Le scrutin s'est globalement déroulé dans le calme dimanche et avec une importante participation, mais sous tension, l'équipe de campagne de M. Condé visant une réélection au premier tour.
Un objectif jugé par ses adversaires totalement irréalisable sans une fraude caractérisée, cinq ans après une victoire à l'arraché au second tour d'Alpha Condé sur le chef de l'opposition Cellou Dalein Diallo.
Le président Condé table pour l'emporter sur son bilan: réforme de l'armée et de la justice, achèvement du barrage hydro-électrique de Kaléta, transparence sur l'attribution aux sociétés minières des contrats d'exploitation des précieuses ressources du pays.
Ses détracteurs l'accusent de mauvaise gestion - notamment lors de l'épidémie d'Ebola qui s'est déclarée en décembre 2013 - d'autoritarisme et d'attiser les tensions ethniques, particulièrement envers les Peuls.
Les premiers résultats de l'élection se faisaient encore attendre, la Commission électorale nationale indépendante (Céni) disposant légalement de 72 heures après réception du dernier procès verbal des quelque 14.000 bureaux de vote pour annoncer les chiffres provisoires.

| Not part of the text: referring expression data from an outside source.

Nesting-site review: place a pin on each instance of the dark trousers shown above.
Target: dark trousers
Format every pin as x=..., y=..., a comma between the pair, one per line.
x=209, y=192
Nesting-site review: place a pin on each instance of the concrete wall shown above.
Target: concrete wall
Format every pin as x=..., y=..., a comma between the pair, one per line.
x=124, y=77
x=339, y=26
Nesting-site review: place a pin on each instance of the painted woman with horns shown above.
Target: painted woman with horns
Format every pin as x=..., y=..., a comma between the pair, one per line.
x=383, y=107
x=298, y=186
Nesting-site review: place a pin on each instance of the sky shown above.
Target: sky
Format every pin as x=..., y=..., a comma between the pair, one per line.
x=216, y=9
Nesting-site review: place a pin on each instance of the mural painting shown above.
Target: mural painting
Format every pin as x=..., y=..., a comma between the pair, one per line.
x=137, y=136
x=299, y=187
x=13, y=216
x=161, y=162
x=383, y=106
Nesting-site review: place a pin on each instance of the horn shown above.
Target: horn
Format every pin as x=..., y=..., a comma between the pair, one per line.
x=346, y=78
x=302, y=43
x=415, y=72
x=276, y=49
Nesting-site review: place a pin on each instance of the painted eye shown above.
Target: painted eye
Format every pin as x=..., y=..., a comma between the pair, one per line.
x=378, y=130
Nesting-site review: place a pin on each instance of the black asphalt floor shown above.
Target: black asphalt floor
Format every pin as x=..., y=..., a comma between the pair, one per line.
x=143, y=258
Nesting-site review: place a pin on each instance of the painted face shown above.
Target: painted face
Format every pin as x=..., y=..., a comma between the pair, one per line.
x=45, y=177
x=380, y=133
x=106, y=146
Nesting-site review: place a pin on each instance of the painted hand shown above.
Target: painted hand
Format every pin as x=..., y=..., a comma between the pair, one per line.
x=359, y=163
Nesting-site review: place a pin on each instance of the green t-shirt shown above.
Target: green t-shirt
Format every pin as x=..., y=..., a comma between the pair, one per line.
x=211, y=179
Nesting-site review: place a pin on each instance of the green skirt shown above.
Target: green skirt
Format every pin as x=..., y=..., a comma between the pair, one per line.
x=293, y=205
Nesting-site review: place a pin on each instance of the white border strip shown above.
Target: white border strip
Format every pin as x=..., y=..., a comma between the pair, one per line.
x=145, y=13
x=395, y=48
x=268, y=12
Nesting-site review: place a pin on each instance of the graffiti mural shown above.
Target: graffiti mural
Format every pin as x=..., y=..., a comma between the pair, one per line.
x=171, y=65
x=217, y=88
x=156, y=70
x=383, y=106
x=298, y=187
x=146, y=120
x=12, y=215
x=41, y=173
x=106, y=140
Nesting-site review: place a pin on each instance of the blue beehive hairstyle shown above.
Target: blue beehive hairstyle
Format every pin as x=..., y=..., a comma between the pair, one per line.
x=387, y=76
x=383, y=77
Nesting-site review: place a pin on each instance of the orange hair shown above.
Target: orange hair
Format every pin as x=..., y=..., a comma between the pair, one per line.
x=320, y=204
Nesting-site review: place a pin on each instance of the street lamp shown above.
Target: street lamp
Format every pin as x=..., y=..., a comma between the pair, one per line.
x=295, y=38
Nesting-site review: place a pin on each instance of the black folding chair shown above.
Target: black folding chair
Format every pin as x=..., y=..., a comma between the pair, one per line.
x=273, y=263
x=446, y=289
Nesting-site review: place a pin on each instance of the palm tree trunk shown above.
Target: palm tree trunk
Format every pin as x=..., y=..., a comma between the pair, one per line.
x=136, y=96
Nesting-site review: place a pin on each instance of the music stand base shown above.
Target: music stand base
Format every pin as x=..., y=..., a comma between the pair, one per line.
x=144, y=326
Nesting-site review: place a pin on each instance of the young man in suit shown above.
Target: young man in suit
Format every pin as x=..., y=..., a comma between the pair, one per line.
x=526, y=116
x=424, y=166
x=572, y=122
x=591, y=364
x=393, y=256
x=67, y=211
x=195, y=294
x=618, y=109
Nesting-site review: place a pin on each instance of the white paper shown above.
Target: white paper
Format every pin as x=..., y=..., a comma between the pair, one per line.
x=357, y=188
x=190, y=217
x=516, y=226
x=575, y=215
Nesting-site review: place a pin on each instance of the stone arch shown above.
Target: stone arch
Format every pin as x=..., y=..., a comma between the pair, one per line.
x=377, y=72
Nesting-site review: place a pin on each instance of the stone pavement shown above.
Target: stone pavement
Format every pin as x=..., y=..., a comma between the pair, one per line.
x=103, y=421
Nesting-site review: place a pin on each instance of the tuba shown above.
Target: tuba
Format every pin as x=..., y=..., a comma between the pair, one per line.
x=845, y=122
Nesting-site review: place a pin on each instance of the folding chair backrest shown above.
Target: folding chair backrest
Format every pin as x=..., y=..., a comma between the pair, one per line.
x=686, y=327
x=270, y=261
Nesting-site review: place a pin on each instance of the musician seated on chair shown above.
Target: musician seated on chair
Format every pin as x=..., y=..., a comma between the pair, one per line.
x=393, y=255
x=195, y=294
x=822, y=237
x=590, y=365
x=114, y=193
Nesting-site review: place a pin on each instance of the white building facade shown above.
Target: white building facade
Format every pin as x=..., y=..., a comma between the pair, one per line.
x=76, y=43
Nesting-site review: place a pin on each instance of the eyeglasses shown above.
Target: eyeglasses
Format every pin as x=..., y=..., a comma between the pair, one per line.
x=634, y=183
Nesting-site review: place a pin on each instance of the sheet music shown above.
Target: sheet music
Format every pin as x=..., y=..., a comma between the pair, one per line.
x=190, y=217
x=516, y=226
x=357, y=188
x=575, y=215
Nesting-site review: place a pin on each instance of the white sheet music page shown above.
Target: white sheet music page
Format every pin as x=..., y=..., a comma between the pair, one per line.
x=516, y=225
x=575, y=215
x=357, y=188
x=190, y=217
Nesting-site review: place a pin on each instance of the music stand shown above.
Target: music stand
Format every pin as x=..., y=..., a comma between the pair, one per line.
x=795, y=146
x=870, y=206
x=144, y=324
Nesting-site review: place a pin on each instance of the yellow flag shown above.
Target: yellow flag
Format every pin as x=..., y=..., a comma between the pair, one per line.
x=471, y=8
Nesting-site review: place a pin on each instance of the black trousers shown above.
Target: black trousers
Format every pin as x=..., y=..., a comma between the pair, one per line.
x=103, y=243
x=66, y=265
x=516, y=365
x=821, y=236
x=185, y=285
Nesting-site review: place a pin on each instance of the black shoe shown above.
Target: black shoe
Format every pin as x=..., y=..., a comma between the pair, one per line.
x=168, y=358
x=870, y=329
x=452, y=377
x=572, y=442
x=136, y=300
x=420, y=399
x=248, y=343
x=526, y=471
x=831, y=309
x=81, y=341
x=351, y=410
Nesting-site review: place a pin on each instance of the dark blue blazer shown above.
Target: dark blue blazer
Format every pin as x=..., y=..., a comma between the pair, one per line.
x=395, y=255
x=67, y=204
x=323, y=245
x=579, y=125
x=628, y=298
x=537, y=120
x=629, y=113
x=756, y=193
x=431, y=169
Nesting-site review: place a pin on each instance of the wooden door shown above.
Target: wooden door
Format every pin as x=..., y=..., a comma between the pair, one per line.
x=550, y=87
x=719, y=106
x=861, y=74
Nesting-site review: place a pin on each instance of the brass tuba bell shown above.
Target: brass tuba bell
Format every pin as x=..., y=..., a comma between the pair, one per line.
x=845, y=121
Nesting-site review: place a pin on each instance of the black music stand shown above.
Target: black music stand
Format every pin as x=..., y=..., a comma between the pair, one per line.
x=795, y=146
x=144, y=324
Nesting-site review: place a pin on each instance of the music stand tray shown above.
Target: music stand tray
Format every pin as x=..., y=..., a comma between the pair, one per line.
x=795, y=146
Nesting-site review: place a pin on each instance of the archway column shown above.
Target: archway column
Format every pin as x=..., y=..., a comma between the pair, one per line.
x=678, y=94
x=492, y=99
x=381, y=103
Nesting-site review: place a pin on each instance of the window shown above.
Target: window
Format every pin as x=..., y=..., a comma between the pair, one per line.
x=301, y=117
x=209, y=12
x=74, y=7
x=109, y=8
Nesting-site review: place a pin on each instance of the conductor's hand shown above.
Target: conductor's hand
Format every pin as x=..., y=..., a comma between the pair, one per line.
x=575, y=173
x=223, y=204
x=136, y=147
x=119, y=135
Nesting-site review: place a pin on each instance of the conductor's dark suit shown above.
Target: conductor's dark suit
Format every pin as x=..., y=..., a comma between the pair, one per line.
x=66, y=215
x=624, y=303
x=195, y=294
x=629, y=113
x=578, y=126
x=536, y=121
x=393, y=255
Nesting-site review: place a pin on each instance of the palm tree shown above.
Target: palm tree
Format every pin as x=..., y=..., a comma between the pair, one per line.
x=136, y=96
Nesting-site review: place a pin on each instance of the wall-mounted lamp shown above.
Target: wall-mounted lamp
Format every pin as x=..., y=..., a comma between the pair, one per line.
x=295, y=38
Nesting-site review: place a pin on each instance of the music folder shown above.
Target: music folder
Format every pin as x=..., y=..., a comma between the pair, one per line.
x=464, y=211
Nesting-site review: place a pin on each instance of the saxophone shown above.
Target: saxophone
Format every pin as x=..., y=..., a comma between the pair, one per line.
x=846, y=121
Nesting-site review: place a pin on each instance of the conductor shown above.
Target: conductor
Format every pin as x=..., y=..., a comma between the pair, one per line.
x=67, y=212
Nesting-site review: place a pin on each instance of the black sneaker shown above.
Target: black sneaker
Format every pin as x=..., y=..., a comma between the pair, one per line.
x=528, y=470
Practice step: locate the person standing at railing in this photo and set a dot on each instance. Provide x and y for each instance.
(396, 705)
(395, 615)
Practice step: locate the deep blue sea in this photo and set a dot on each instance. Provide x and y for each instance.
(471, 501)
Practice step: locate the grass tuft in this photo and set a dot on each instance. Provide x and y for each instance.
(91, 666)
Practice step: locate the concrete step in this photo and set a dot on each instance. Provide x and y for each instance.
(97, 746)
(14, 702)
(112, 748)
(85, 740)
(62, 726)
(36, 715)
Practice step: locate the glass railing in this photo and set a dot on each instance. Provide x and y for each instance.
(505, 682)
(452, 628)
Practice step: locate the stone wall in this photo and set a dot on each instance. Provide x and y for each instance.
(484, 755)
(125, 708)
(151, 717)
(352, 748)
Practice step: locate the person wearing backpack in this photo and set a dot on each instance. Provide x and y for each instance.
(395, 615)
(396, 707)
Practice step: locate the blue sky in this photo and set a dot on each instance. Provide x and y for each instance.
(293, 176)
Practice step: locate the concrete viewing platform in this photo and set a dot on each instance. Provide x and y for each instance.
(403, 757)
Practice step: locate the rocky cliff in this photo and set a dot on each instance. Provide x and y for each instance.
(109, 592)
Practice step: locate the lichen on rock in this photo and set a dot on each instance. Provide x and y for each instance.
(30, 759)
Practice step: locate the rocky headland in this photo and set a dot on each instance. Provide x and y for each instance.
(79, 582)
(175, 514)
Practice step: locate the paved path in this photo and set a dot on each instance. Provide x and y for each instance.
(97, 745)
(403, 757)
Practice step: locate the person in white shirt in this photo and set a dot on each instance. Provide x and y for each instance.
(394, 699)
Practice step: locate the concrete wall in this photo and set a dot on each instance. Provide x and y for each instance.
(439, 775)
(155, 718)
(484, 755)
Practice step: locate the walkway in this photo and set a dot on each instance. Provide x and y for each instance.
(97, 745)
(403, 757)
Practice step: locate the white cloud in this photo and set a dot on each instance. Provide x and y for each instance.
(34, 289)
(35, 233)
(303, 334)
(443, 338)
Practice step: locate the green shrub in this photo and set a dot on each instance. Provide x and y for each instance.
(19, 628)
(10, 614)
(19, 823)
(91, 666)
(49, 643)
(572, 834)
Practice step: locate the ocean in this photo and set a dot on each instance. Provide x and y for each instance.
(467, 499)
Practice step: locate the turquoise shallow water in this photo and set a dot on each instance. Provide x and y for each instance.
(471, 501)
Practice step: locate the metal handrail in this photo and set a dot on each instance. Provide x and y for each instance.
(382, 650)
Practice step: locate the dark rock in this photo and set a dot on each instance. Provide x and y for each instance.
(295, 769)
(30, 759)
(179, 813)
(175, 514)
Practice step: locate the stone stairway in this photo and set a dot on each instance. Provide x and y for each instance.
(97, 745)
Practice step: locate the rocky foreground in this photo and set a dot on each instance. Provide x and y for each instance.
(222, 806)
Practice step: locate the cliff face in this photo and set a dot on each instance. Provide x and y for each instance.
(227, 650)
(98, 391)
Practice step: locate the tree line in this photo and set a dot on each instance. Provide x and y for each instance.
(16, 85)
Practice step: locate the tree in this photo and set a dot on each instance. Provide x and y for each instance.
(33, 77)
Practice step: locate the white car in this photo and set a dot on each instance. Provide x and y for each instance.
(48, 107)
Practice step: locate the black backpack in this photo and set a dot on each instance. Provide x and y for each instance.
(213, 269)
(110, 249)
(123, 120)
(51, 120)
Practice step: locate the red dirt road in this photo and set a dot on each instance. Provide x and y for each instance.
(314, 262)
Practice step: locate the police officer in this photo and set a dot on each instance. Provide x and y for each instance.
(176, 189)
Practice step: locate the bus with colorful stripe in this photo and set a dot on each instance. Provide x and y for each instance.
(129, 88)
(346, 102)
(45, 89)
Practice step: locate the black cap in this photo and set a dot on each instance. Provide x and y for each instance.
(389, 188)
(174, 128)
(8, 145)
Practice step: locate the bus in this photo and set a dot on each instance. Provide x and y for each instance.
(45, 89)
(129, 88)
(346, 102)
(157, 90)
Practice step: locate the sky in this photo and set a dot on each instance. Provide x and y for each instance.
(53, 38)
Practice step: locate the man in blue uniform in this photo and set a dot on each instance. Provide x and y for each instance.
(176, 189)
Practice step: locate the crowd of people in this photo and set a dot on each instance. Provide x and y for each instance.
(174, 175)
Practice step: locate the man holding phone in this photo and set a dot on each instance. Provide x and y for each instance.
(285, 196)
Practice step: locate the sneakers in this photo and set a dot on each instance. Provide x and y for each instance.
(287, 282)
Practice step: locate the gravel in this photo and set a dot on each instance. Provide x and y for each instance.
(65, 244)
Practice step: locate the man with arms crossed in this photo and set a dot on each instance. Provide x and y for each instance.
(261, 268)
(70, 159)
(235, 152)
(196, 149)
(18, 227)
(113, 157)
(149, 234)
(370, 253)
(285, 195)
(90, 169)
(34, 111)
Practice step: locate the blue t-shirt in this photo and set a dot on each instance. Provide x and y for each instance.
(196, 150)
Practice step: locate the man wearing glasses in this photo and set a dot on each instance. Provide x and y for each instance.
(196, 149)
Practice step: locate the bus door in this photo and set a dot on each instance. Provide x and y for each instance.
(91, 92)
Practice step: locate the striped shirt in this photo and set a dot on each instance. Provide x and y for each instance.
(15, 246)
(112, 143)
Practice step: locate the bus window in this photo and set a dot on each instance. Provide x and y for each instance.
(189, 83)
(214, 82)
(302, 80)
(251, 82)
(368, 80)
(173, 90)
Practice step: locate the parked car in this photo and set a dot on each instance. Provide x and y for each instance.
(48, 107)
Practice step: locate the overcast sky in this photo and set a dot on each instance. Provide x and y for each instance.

La mission d'observation de l'Union européenne pour le scrutin a appelé les protagonistes à recourir à la justice plutôt qu'à la violence en cas de contestation, lors d'une conférence de presse à Conakry.
Le chef de la mission, le Luxembourgeois Frank Engel, a plaidé pour "transférer le terrain des conflits qui peuvent avoir lieu en Guinée devant les juges au lieu de les faire vivre dans la rue".
Il a fustigé en des mots très durs "l'impréparation", voire "la désorganisation totale" de la Céni, à laquelle il a imputé les multiples problèmes matériels et d'organisation constatés le jour du vote.
Mais "ce que j'ai vu n'entache pas la validité du scrutin", a souligné M. Engel, se félicitant de la forte participation (estimée à plus de 60%) et de l'absence de violences le jour du vote. De ce point de vue, "le scrutin du 11 octobre a été un scrutin exemplaire pour ce pays", a-t-il affirmé.
La veille, le secrétaire général de l'ONU Ban Ki-moon avait également pressé les forces politiques de "s'abstenir de toute déclaration qui pourrait mener à des violences" et de "résoudre tout différend qui pourrait survenir de façon pacifique et à travers les procédures légales établies".
- 'Droit de manifester' -
Concluant à une "fraude massive" après les difficultés en tout genre observées lors du vote, l'opposition a réclamé lundi l'annulation du premier tour.
"Nous ne reconnaîtrons pas les résultats qui vont être issus de ces urnes", a affirmé M. Diallo lors d'une conférence de presse conjointe avec les six autres concurrents d'Alpha Condé, promettant de mobiliser ses partisans dans la rue pour se faire entendre.
"Nous avons le droit de manifester, on le fera", a assuré le chef de l'opposition. "On n'a a pas de recours, la justice est inféodée, la justice, la Céni, les institutions ne sont pas des institutions indépendantes, malheureusement", a-t-il estimé.
Arrivé en troisième position en 2010, l'ex-Premier ministre Sidya Touré, se disant particulièrement visé par la fraude, accuse le pouvoir de chercher à "éliminer le parti le plus consensuel qui puisse exister, pour maintenir toujours la fracture politico-communautaire".
MM. Diallo et Condé tirent la majeure partie de leurs suffrages respectivement des communautés peule et malinké, les deux plus importantes du pays.
Selon le Dr Alpha Amadou Bano Barry, professeur de sociologie politique , les violences électorales en Guinée se concentrent généralement autour de la fin de campagne, comme la semaine dernière, et de la proclamation des résultats.
"Pour étouffer la contestation, habituellement on le fait la nuit, en quadrillant les rues avec le forces de sécurité, de sorte que la population se réveille sous un état de siège qui ne dit pas son nom", a-t-il expliqué à l'AFP.
Les deux précédents scrutins, la présidentielle de 2010 et les législatives de 2013, ont été entachés par des violences et des accusations de fraude.
Ancien opposant qui a connu la prison, Alpha Condé est le premier président démocratiquement élu de cette ex-colonie française d'Afrique de l'Ouest, dirigée jusqu'alors par des pouvoirs autoritaires ou dictatoriaux.